Techniban A fundamentalist mindset, repressively opposed to ground-breaking technologies that could upset the status quo. Apparently coined by info warrior Richard Forno in a rant about politicians protecting the entertainment industry from new technology that woul
   
Templatized Any work or job that's had the creativity sucked out of it and basically been reduced to filling in the blanks.
   
Thanking You In Advance An annoying phrase that expresses less-than-sincere gratitude while assuming you will do what is being requested. Long considered an offensive cliché, it continues to proliferate, particularly in business correspondence.
   
Thought Leadership Sounds very Orwellian, but it’s not. It’s what occurs during a meeting when someone states the obvious before anyone else can get it out.
   
Topic Tiling The practice of projecting the topic or key points of a speech repeatedly onto a backdrop behind the speaker as if brilliant phrases such as "Corporate Responsibility" or "Strengthening the Economy" would keep you riveted to your seat.
   
Tourists People who use training classes as a way to get a vacation from their jobs. "We had 10 serious students in the class. The rest were just tourists."
   
Treeware Any paper-based printed material, such as newspapers, books, etc. In techie circles, it generally refers to documentation manuals.
   
Trickle-Down Ergonomics The practice of stealing (or being given) an Aeron chair, desk, computer or workplace tools after you've been laid off.
   
Tunneling Refers to top executives transferring assets and cash out of a corporation into their own private accounts, leaving the company primarily with liabilities and assets of little value.
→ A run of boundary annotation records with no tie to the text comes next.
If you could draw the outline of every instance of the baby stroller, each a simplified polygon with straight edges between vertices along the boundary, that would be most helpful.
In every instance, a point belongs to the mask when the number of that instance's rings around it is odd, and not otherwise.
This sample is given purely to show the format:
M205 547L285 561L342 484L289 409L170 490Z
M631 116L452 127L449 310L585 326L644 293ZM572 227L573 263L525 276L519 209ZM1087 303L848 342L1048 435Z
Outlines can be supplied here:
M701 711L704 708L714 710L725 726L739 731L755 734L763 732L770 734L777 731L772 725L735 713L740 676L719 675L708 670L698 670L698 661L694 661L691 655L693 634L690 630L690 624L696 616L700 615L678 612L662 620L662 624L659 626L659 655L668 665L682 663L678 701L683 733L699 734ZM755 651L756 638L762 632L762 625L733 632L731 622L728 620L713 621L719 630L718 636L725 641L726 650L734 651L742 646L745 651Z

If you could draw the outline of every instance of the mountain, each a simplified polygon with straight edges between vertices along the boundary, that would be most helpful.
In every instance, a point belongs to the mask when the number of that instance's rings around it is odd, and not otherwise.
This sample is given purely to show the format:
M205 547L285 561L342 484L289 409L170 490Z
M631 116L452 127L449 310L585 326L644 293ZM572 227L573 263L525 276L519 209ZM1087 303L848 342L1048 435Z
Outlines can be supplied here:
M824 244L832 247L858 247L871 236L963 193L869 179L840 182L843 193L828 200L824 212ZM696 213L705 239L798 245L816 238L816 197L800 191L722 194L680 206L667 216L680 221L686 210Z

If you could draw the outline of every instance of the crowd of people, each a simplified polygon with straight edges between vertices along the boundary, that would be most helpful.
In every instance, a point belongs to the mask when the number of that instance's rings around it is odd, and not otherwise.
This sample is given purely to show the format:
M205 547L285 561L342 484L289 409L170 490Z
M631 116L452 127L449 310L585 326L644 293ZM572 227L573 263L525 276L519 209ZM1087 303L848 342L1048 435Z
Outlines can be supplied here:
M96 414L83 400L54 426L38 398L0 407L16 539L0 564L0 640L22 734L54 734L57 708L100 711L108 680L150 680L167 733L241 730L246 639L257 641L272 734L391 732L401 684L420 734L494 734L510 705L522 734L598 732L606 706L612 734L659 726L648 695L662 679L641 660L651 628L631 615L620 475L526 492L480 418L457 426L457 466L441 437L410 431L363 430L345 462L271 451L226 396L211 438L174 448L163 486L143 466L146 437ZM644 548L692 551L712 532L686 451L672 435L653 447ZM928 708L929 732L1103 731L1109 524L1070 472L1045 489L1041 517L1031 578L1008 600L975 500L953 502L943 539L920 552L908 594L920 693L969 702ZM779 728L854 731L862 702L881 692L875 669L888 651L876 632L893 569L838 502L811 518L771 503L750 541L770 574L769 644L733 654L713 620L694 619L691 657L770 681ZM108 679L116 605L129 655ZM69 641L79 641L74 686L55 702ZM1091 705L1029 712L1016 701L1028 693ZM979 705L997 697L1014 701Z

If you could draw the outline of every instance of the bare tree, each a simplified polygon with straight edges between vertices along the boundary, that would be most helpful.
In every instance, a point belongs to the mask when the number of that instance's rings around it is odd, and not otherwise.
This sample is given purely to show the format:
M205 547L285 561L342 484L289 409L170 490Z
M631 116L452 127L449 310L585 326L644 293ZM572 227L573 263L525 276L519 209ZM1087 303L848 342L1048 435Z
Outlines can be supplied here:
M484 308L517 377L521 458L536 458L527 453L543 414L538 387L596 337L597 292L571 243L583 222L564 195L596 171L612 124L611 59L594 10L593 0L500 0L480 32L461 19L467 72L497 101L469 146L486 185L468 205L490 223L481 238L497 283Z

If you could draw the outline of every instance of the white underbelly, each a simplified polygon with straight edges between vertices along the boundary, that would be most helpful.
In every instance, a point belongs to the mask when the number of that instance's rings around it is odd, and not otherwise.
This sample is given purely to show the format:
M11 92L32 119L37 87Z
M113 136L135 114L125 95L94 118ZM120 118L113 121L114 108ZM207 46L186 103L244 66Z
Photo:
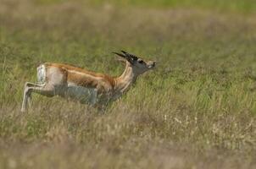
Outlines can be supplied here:
M77 86L72 83L68 84L64 96L89 104L95 104L97 100L96 89Z

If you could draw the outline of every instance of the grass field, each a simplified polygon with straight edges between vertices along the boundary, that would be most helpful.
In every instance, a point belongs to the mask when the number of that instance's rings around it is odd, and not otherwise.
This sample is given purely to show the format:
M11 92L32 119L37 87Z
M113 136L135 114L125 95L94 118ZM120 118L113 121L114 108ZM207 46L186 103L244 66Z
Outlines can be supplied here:
M0 168L255 168L256 3L223 2L1 0ZM104 113L20 113L39 63L117 76L120 49L158 67Z

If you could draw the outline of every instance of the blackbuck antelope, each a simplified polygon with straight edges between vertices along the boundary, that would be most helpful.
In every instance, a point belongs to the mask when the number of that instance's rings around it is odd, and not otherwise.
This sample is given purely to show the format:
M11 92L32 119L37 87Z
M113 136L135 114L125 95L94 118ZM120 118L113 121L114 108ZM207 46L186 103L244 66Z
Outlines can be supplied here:
M92 72L68 64L46 63L37 68L38 82L25 84L21 111L25 112L31 93L52 97L60 95L95 106L106 105L125 93L136 78L153 68L154 62L145 62L138 57L121 51L114 52L122 57L126 66L120 77Z

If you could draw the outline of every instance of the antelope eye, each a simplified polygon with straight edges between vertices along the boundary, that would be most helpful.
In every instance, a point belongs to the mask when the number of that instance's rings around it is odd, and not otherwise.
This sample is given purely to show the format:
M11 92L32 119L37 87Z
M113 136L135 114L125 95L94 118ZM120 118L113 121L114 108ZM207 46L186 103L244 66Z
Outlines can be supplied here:
M142 61L142 60L138 60L138 63L142 63L143 61Z

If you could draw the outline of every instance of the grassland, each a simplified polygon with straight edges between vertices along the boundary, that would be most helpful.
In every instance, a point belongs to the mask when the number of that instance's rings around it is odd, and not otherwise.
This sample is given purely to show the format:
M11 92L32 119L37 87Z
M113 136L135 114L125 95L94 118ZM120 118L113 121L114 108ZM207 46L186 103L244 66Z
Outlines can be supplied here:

Thanks to Adelphia, Tyco and others for bringing this term to our attent
   
Twit Filter Most e-mail programs come with one. It lets you separate your e-mail by name, address, subject line, keywords, etc., so you can filter the "twits" from your favorite e-mail discussion list. Works well with spam, too.
   
Two-Comma Denotes anything that costs $1,000,000 or more. "The new server configuration is a two-comma project."